Mulder's Gone, Scully's Pregnant. What Now?
Now that we know for sure The X-Files will be back for an eighth season, I feel less embarrassed about admitting something I've felt for most of the year: I think The X-Files' seventh season was excellent. I know there are lots of people who will disagree with me and with good reason. The mytharc appears to be toppling off its unsteady foundations, the most compelling questions have been discarded; at times even Mulder seems to want to put it behind him and move on. And that's good news, even if it's made for some uneven episodes. This series is at its strongest when it returns to X-Files' quirky, spooky roots, when it balances character interaction with sci-fi drama, and when it keeps its sense of humor.

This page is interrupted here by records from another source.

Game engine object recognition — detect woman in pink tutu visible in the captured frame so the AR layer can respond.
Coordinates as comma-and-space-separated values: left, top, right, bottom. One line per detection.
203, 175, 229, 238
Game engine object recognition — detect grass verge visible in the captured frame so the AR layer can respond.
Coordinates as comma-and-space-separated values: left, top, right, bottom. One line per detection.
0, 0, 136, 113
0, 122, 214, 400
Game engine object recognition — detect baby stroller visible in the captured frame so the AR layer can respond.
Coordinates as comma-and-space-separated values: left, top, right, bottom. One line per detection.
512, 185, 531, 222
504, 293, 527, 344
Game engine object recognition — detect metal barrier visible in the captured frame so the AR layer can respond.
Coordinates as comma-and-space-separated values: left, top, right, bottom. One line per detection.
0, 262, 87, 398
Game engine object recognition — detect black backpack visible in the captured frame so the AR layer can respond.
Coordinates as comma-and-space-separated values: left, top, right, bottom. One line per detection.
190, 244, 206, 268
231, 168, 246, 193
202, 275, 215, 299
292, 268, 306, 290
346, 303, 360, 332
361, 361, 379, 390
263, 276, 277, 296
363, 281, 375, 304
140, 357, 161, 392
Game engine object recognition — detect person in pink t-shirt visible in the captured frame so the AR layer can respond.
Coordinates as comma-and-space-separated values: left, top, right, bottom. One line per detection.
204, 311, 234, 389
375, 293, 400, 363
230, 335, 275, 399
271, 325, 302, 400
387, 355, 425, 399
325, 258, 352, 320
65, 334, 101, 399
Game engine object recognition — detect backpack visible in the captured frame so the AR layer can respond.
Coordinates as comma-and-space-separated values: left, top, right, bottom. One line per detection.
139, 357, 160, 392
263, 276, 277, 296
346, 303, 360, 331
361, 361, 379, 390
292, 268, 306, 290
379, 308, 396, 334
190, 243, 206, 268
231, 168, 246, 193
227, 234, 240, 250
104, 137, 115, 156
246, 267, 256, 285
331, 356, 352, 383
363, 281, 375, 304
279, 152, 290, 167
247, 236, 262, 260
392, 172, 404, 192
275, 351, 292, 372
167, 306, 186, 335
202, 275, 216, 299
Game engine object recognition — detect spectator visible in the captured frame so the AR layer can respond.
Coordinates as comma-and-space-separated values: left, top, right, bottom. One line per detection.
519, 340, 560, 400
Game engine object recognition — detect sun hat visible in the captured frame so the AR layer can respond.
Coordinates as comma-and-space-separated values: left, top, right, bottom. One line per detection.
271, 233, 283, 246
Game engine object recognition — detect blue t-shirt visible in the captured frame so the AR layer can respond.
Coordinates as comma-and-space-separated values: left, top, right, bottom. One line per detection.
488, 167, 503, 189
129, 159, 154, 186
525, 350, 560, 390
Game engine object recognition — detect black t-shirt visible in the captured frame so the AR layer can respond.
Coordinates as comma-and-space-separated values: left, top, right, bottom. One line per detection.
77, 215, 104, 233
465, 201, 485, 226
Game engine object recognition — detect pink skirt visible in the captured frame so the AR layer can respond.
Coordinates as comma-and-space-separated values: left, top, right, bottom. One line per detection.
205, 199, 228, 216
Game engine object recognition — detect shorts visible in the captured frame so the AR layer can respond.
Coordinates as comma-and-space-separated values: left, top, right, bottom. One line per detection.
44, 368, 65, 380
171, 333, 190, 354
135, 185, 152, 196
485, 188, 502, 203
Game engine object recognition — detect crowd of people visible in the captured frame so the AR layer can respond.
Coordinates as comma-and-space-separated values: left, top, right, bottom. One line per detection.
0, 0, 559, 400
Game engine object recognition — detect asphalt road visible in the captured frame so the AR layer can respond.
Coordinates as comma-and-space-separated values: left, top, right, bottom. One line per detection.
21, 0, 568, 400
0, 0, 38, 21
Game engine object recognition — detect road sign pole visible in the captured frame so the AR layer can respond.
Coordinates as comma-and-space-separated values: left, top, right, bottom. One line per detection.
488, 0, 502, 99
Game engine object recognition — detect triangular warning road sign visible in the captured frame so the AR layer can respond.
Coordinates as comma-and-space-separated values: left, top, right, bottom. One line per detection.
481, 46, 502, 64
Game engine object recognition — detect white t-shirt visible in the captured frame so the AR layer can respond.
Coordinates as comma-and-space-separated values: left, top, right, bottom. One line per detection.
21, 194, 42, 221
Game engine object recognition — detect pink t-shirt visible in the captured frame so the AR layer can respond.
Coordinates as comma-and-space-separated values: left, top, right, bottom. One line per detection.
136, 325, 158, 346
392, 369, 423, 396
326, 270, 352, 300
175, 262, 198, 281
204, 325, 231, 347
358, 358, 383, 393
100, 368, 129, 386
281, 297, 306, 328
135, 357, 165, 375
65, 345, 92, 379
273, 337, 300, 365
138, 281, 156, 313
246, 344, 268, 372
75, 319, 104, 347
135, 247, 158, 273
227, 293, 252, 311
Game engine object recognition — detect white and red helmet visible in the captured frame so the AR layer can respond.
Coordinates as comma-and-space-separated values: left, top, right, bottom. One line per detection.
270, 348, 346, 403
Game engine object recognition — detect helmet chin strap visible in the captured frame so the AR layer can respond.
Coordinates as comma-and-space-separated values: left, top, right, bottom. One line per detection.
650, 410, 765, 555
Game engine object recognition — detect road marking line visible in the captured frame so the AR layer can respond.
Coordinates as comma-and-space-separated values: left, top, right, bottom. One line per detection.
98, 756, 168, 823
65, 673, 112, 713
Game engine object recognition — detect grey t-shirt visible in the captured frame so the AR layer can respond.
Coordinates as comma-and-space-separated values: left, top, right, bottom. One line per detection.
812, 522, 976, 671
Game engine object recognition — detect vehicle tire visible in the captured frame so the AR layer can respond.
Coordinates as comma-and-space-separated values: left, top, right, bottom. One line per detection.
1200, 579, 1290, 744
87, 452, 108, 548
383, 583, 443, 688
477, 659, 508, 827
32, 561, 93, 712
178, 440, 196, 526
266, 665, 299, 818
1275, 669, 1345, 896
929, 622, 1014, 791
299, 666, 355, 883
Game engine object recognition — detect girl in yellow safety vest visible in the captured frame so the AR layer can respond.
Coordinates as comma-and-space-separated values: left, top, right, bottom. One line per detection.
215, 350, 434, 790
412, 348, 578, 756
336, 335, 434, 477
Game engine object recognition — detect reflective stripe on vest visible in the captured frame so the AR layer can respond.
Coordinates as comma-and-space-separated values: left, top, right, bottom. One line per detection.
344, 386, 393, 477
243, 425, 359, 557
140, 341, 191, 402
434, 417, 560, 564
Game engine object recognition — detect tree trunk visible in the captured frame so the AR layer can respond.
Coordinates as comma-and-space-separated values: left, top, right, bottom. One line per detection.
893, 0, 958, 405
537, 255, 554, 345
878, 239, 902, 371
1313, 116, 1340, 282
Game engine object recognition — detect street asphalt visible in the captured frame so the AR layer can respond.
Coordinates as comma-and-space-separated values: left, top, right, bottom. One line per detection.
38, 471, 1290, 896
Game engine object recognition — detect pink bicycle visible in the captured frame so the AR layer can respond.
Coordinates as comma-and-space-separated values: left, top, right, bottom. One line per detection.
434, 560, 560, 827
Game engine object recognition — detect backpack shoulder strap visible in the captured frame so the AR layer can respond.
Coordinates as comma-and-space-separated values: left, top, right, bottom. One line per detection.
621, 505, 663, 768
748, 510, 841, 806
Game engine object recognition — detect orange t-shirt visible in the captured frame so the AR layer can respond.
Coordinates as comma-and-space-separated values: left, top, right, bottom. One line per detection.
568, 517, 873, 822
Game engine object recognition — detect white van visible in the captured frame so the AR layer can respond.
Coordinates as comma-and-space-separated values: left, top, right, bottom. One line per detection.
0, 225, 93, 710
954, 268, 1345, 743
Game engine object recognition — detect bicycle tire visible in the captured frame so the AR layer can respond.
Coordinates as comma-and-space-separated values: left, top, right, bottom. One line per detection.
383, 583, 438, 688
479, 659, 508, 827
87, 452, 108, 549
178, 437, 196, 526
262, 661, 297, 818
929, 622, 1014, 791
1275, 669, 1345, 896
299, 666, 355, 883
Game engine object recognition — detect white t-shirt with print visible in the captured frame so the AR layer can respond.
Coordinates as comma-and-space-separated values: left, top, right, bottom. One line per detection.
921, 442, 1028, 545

Sure, there were individual episodes that had rather weak stories, and some gimmicks that didn't quite work, but ask any two fans and you'll probably get different answers about which ones really bothered them. The X-Files' increasingly difficult task of balancing mass-market appeal with the desires of different cult audience groups - the conspiracy fans, the occult fans, the Shippers - means that it's probably impossible to keep everyone happy all the time, and it's impressive that they're still trying. Star Trek Voyager is only reaching for the boys in the audience. Buffy and Angel are also very youth-oriented, which sometimes limits their depth. Xena has writers willing to take big risks - there's subtext galore, plus rewriting of the world's major religions - but it's still perceived as a cult audience show.
Files For Sale
The X-Files is more mainstream and big business, even if product merchandising has dropped off considerably in the months since the movie. Unlike the massive Trek franchise, it only has one series - really, two stars - selling the entire project. I know David Duchovny has come under fire from a lot of people who think his contract demands were arrogant and excessive, but I honestly don't think so. He made many people rich and kept many more employed at Fox. So did Gillian Anderson, but that seems to get questioned less often. She has gotten more critical accolades than Duchovny, yet reportedly makes less money, one of the lamentable consequences of being female in a business still dominated by male executives.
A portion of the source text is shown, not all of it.